Word of the wounded Dutch soldier passed among the troops. He had been struck by the casing of a round fired from a Dutch 23-millimeter cannon, Lieutenant Marcel said. His wound was not severe.
Later, in a tent crowded with Afghan soldiers, Captain Abdul Rakhman spoke of the limits of their influence.
Several villages south of Poentjak tolerate the Dutch and the Afghan Army, and tribes have assigned young men to join the Afghan police. But in every other direction the Taliban is strong.

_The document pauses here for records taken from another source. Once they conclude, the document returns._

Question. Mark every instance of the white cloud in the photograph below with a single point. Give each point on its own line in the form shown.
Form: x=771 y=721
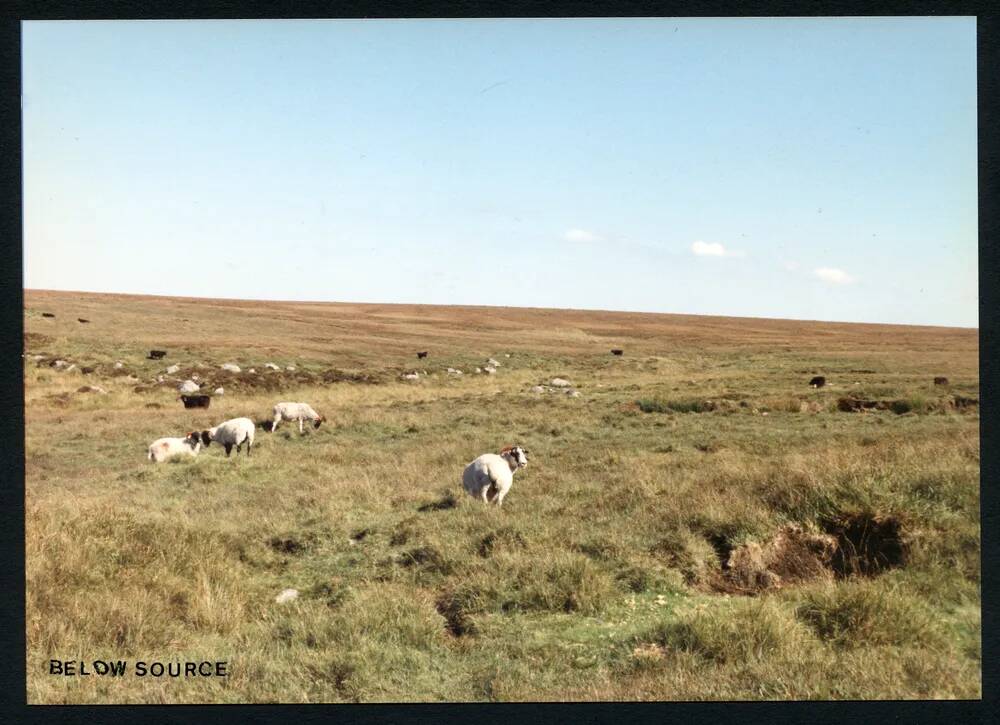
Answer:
x=580 y=235
x=833 y=276
x=712 y=249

These villages, the captain said, could never be won with such a small force. Seeing the Afghan patrol approach, the local men had ushered their families away and coordinated an attack, striking from multiple directions and with several different types of weapons.
They also maneuvered in the face of machine gun, rocket and mortar fire. And they used trickery, he said, to set up the attack. “Those people who walked under burqas, they were not all ladies,” he said. “There were men. Taliban. They went to take their firing positions.”
But the Taliban had also made mistakes, he said, including firing too soon. Had the Afghan patrol been allowed to walk farther into the ambush site it would have been encircled. Instead, the Taliban left a chance for escape, and fired with such poor aim that soldiers caught in the open were able to flee unharmed.
The captain still had questions he wanted answered.
Later, near darkness, he slipped off base in civilian clothes, to talk with shepherds passing through the fields. When he returned, he told his squad more news: two of the Taliban had been wounded, he said, and four had been killed.